Rus parked next to his cruiser and angled out of his SUV with his laptop under his arm.

“Got the key?” he asked.

Moran, who’d walked to Rus, held out a key with one of those large, old-fashioned, diamond-shaped, plastic, motel keychains.

Rus took it but moved to the hood of his SUV, opened his laptop on it and hit a button so it would wake. He typed in his password.

The email came up.

He stabbed a finger at it to indicate to Moran he needed to read it.

Then he jogged to room seven.

He yanked off the crime scene tape.

He opened the door, walked in and used his elbow to flip on the overhead light.

Brittanie gone. Plastic gone. The bed was rumpled, but otherwise, the room looked ready to rent.

To Rus, it still felt like death.

He walked straight through to the bathroom.

Above the toilet, a window. Opaque glass.

It was closed.

It was a sash.

It was also plenty big enough for a man to fit through.

And a woman.

In fact, you could stand, take a piss, and look at that cloudy glass right in front of you, and you didn’t have to be as tall as Rus.

Which meant you could get in without a ladder, the bottom ledge maybe three inches above the back of the toilet.

I was instructed to keep my window unlocked so they could get in…

I park at the back and walk all the way around on the outside so I don’t have to go by that crime scene tape.

The Seattle team didn’t fuck around, there was fingerprint powder all around the frame of the window and all over the toilet.

He pivoted and nearly ran into Moran.

“Jace is gonna fucking lose his mind,” Moran gritted.

He had Rus’s laptop under his arm.

“Yep. That’s why he can’t know.”

Moran’s head jerked in surprise.

Rus pushed through the sheriff and walked back outside, beyond his SUV, and stood in the middle of the parking lot.

Making slow circles, he took everything in.

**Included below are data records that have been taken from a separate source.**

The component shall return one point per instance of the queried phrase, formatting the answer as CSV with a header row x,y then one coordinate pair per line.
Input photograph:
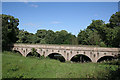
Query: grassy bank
x,y
17,66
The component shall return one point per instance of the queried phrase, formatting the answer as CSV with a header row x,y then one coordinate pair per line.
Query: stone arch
x,y
18,51
112,56
80,54
85,56
57,53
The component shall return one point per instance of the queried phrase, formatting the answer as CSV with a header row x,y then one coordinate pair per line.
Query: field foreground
x,y
16,66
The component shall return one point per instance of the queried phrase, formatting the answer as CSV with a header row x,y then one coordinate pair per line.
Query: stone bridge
x,y
67,51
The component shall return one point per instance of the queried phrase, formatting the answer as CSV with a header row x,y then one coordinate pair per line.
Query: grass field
x,y
17,66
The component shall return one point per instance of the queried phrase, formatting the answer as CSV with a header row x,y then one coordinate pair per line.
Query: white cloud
x,y
34,5
56,22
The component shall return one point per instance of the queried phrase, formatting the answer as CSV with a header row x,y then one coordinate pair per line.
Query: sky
x,y
56,16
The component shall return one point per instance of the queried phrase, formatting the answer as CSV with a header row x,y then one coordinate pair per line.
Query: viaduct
x,y
67,51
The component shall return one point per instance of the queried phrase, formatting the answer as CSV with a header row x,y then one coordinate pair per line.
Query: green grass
x,y
17,66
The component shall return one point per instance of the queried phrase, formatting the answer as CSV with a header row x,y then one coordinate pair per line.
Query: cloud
x,y
56,22
34,5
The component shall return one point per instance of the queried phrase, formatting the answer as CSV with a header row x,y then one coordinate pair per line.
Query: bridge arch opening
x,y
80,58
33,54
105,58
56,56
17,52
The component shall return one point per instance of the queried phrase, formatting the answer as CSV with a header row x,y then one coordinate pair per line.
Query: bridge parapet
x,y
94,53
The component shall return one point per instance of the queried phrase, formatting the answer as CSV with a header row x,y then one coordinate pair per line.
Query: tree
x,y
9,30
89,37
115,20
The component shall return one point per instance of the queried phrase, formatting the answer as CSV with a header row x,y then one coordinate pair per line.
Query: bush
x,y
102,44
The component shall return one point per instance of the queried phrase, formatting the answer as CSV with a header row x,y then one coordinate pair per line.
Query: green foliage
x,y
89,37
115,20
9,30
102,44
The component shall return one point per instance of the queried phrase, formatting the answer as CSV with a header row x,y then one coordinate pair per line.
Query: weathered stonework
x,y
94,53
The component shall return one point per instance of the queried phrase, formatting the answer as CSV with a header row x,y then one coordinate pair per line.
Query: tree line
x,y
97,33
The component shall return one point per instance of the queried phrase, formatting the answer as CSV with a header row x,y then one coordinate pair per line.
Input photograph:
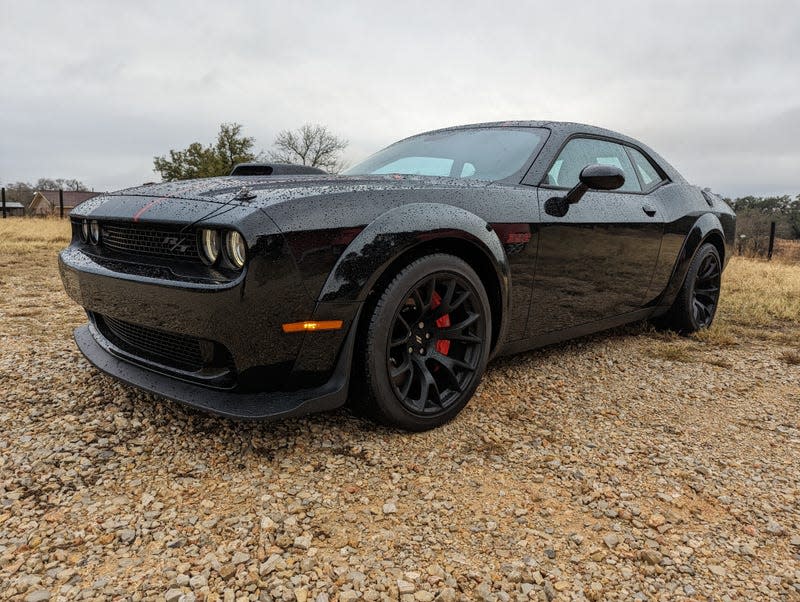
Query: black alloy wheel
x,y
696,303
427,344
705,292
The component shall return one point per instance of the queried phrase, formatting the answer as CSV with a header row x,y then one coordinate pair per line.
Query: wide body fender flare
x,y
401,230
705,227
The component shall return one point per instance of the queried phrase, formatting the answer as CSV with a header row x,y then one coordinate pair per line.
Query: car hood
x,y
267,190
197,199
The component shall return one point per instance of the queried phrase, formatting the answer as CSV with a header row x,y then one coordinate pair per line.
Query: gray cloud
x,y
94,90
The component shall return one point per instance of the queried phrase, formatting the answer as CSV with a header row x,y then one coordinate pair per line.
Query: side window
x,y
580,152
647,171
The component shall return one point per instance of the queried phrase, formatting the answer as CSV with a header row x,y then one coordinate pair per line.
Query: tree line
x,y
754,215
311,144
22,192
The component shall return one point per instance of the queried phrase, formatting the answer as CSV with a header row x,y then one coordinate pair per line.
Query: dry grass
x,y
21,235
787,251
760,294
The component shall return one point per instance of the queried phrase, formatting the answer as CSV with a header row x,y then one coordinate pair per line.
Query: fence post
x,y
771,240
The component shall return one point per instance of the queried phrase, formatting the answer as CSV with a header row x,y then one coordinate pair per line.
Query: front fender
x,y
400,231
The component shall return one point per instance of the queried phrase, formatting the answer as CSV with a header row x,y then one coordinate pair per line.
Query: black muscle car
x,y
394,283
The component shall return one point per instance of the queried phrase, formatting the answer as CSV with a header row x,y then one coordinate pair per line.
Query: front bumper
x,y
333,394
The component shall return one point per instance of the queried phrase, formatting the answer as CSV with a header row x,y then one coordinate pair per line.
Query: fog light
x,y
94,233
209,246
235,248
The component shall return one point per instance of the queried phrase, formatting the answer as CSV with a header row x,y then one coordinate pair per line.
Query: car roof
x,y
566,129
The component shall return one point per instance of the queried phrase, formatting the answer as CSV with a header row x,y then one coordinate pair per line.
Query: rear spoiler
x,y
273,169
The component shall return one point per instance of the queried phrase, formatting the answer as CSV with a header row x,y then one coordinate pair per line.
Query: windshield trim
x,y
513,178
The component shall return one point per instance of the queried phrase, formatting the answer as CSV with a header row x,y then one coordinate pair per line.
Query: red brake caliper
x,y
443,346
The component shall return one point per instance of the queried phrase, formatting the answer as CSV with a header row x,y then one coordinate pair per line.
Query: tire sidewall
x,y
687,293
382,391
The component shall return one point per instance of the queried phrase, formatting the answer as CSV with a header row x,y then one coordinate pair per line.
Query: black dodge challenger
x,y
393,284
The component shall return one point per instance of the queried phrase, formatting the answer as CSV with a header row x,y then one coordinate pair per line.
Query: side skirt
x,y
574,332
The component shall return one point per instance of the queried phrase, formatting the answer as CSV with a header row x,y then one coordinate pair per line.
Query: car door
x,y
596,261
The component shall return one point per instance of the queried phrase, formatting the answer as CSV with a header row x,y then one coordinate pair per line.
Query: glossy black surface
x,y
320,246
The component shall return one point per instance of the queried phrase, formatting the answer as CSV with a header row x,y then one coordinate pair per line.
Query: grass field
x,y
760,299
576,468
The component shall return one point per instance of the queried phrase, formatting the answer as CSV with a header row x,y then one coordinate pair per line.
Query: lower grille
x,y
146,240
169,349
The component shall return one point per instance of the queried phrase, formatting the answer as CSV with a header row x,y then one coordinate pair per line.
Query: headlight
x,y
209,246
236,248
94,232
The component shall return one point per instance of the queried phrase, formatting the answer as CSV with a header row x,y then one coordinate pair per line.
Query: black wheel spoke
x,y
705,293
430,367
454,330
402,326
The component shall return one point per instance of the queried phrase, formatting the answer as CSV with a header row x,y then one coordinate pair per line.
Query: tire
x,y
696,304
425,345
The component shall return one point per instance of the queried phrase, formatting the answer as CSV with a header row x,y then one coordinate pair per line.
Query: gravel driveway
x,y
630,466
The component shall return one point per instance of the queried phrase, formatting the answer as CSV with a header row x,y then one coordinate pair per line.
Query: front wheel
x,y
427,344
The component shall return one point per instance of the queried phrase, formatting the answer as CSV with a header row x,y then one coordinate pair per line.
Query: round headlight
x,y
236,249
209,246
94,233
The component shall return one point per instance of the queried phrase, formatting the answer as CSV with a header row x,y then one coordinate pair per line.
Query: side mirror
x,y
593,177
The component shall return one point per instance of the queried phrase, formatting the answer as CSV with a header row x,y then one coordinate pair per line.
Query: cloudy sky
x,y
93,90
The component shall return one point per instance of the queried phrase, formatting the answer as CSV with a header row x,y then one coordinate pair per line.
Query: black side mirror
x,y
593,177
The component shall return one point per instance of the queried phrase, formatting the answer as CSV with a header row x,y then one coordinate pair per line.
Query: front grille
x,y
167,348
147,240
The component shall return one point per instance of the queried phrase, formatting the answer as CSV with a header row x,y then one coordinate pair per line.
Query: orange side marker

The motel was L-shaped. Lobby in front, fourteen rooms, swimming pool with high chain link fence surrounding it. The pool was to the side but closer to the front of the property, better to be seen by cars passing by.

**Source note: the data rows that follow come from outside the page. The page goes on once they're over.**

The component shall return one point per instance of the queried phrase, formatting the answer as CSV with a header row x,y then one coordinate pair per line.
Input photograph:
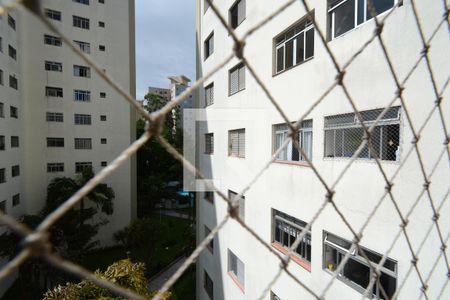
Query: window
x,y
233,197
285,231
53,66
290,152
209,94
53,14
209,143
13,82
357,272
54,117
52,40
236,79
53,92
209,196
11,22
16,199
55,167
236,143
2,203
344,135
80,22
236,269
13,112
237,13
14,141
15,171
81,119
294,46
81,71
210,245
344,15
80,166
209,45
85,47
12,52
208,285
55,142
80,95
83,143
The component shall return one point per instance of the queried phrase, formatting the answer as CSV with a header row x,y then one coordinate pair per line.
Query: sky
x,y
165,42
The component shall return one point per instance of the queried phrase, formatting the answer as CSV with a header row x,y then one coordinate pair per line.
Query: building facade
x,y
56,114
291,60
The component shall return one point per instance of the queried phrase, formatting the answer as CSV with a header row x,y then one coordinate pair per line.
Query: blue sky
x,y
165,42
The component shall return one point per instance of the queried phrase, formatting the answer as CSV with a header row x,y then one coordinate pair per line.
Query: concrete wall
x,y
295,189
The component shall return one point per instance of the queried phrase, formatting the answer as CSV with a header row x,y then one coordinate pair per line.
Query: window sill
x,y
293,163
302,263
293,67
236,281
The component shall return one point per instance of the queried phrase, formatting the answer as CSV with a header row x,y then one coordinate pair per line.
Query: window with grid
x,y
210,245
286,229
54,117
12,52
84,46
294,46
344,134
53,14
357,272
81,71
208,285
344,15
236,143
82,95
236,79
81,119
83,143
13,82
304,137
16,199
80,22
209,45
53,66
55,142
55,167
14,141
80,166
13,112
236,269
53,92
209,143
11,22
241,200
209,94
237,13
52,40
15,171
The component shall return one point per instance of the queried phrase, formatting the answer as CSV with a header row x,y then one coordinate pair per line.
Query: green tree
x,y
125,273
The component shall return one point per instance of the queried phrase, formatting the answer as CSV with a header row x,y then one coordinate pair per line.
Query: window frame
x,y
354,256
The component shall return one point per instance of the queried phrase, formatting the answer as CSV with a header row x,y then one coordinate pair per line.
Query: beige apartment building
x,y
243,129
57,115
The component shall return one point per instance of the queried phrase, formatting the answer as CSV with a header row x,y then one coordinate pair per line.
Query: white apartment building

The lobby and nine rooms down the long side, five rooms down the foot of the L. Open breezeway at the angle where there were vending machines and ice.

Rooms big enough for two parking spots in front of both.

Sign out front by the street, about twenty feet from the front edge of the fence to the pool.

There was another chain link fence that closed off the motel property from the open-nature, grass-scrub-and-boulder-filled lot beyond the pool to the side. The fence ran the length of the property and ended before the steep incline of the mountain that was the backdrop of the motel.

One entrance from the street to the property. It was wide.

No true reception area for a car. No overhang. You parked in one of the spots outside the lobby to check in.

But the concrete that covered all the property the hotel sat on, save a narrow rectangle of grass around the decking of the pool, ran across the front of the building too.

This was how Brad drove around back to park his vehicle without having to pass Brittanie’s door.

Moran had joined him, and Moran silently followed when Rus jogged to the front of the motel and stopped.

The desk clerk on duty was watching them through the panorama windows.

Rus ignored her.

The lobby was all windows, but the ones to the side of the building, which would be the back of the units, were covered with display units that had pamphlets for local attractions and businesses. Also obscuring the view, from what he could see, there was a bulletin board covered likely with advertisements and event announcements.

You couldn’t see out those windows.

In the dark, you might not think there was anything to see from what was on that other side.

All that shit there would also muffle noise coming from that direction.

There was no additional street entrance on that side and nothing but nature that led to the sheer wall of another very steep mountain about twenty yards out. And by nature, he meant it was more tall grass, scrub, brush, and big boulders. Impossible to drive through, even if you had an ATV. A tank couldn’t make it through that mess.